Durante o espetáculo as Antônias são encenadas por atores usando pernas-de-pau - Foto: Bruno Leonel/RubroSom
Durante o espetáculo as Antônias são encenadas por atores usando pernas-de-pau – Foto: Bruno Leonel/RubroSom

Em meio a uma noite de temperaturas frias e uma incansável chuva (Que continuou e parou durante boa parte do final de semana), um número considerável de pessoas (Inclusive de outros bairros) compareceu à Vila Cultural para prestigiar a peça que, entre outros detalhes, é notável pela sua montagem experimental e pelo uso inteligente do espaço durante o desenrolar da encenação; Três dos personagens (As ‘Antônias’) passam a peça toda caminhando sobre pernas de pau além de interagirem com a plateia. O público é dividido em lugares espalhados por todo o espaço, com a peça acontecendo no centro. Uma iluminação especial garante um tom mais ‘espectral’ à narrativa. A trama tem um tom surreal, embora dialogue com temas muito presentes na vida cotidiana como vida/morte, expectativas e a passagem do tempo. Durante o dia, uma espécie de ‘cortejo’ foi realizado no bairro, pelos atores  (Sobretudo em locais como a feira da Saul Elkind) como uma forma de convidar mais pessoas para a apresentação.

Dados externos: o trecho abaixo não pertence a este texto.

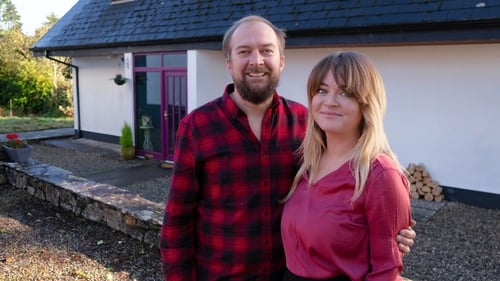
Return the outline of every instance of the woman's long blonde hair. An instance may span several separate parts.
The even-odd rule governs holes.
[[[317,93],[325,76],[331,72],[333,78],[346,93],[354,95],[359,102],[362,121],[359,127],[360,137],[353,148],[351,170],[356,185],[352,201],[363,193],[370,166],[379,154],[389,156],[401,167],[396,155],[392,152],[384,131],[383,117],[386,110],[384,84],[380,74],[371,61],[359,52],[334,52],[320,60],[311,71],[307,81],[307,101],[311,109],[313,96]],[[321,155],[326,149],[326,135],[316,124],[309,110],[307,129],[304,140],[297,153],[301,154],[303,163],[294,178],[288,195],[282,200],[287,201],[300,179],[309,173],[309,187],[316,179]]]

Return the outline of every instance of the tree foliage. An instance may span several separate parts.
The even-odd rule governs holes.
[[[0,0],[1,23],[4,30],[21,30],[21,16],[17,13],[16,6],[10,0]]]
[[[10,0],[0,0],[0,115],[61,116],[60,107],[71,106],[71,80],[67,66],[36,58],[29,48],[57,22],[52,13],[28,36],[22,32],[20,17]],[[64,58],[60,58],[64,60]],[[2,110],[3,109],[3,110]]]

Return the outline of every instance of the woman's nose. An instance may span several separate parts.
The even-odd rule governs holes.
[[[329,93],[325,99],[325,105],[327,106],[338,106],[338,95],[335,93]]]

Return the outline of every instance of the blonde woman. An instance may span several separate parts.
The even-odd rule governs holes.
[[[382,79],[358,52],[312,70],[300,167],[281,222],[284,280],[401,280],[394,237],[411,225],[409,185],[384,132]]]

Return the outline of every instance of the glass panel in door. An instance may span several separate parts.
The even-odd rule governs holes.
[[[161,145],[161,72],[136,72],[136,149],[138,155],[158,158]]]

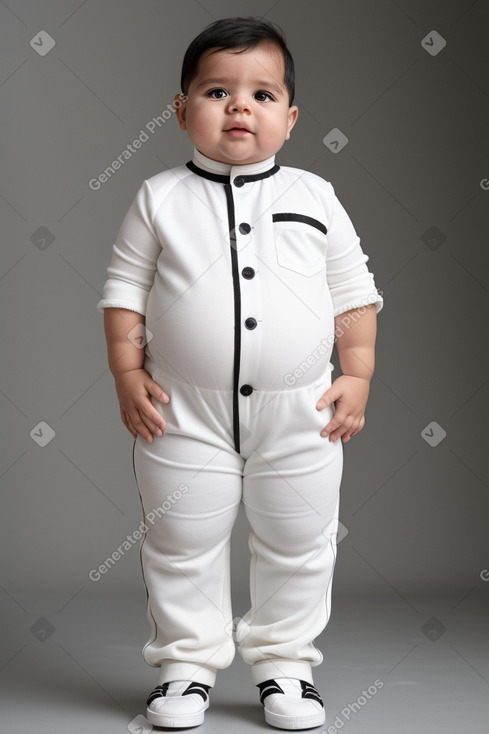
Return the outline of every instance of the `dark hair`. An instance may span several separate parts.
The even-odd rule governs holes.
[[[219,51],[227,48],[243,48],[246,51],[260,43],[274,43],[284,55],[284,82],[289,93],[289,106],[293,103],[295,92],[294,60],[287,48],[283,31],[263,18],[221,18],[211,23],[194,38],[183,58],[180,80],[182,92],[187,94],[188,87],[197,75],[199,59],[205,51],[214,48]],[[236,53],[241,53],[237,51]]]

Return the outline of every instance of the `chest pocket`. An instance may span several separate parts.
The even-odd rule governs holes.
[[[294,212],[272,215],[277,262],[311,277],[326,268],[327,229],[318,219]]]

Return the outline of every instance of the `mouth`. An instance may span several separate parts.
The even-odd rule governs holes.
[[[246,135],[247,133],[250,135],[252,134],[244,125],[233,125],[232,127],[228,127],[224,132],[232,133],[234,135]]]

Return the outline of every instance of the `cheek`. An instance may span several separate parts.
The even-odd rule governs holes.
[[[287,126],[282,120],[276,118],[267,120],[267,124],[263,128],[263,139],[269,143],[282,142],[287,134]]]
[[[198,114],[191,118],[191,125],[189,125],[189,131],[191,130],[196,135],[203,135],[209,137],[216,130],[217,121],[212,111],[206,111],[205,114]]]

"A peça começa fora do espaço, e depois todos são convidados à entrar e ver a realidade da trama, faz a gente pensar”, contou o aposentado João Severiano Pereira, 66 anos - Foto: Bruno LeonelRubroSom
“A peça começa fora do espaço, e depois todos são convidados à entrar e ver a realidade da trama, faz a gente pensar”, contou o aposentado João Severiano Pereira, 66 anos – Foto: Bruno LeonelRubroSom

Crianças, jovens e também pessoas mais velhas acompanharam atentamente à peça que carrega sua narrativa principal com diversas nuances (Há momentos cantados, falas banais que refletem um pouco do universo das ‘Antônias’ e até questões mais existenciais trazidas à tona em momentos pontuais da peça com temáticas sobre solidão e espera). A pluralidade do trabalho permite que públicos com ‘bagagens’ culturais diferentes possam tirar dali entendimentos diferentes do texto (Assinado pela dramaturga Yara Camilo). “Tem vários níveis sim. A criança mesmo talvez não entenda a ‘filosofia’ toda, mas, ela fica com as imagens na cabeça, com a figura da Antônia e dos meninos. Quem já tem um pouco mais de idade, pelo menos a gente espera, já entende esse recado do texto”, contou ao RubroSom o ator André Luiz Demarchi, que participa do espetáculo.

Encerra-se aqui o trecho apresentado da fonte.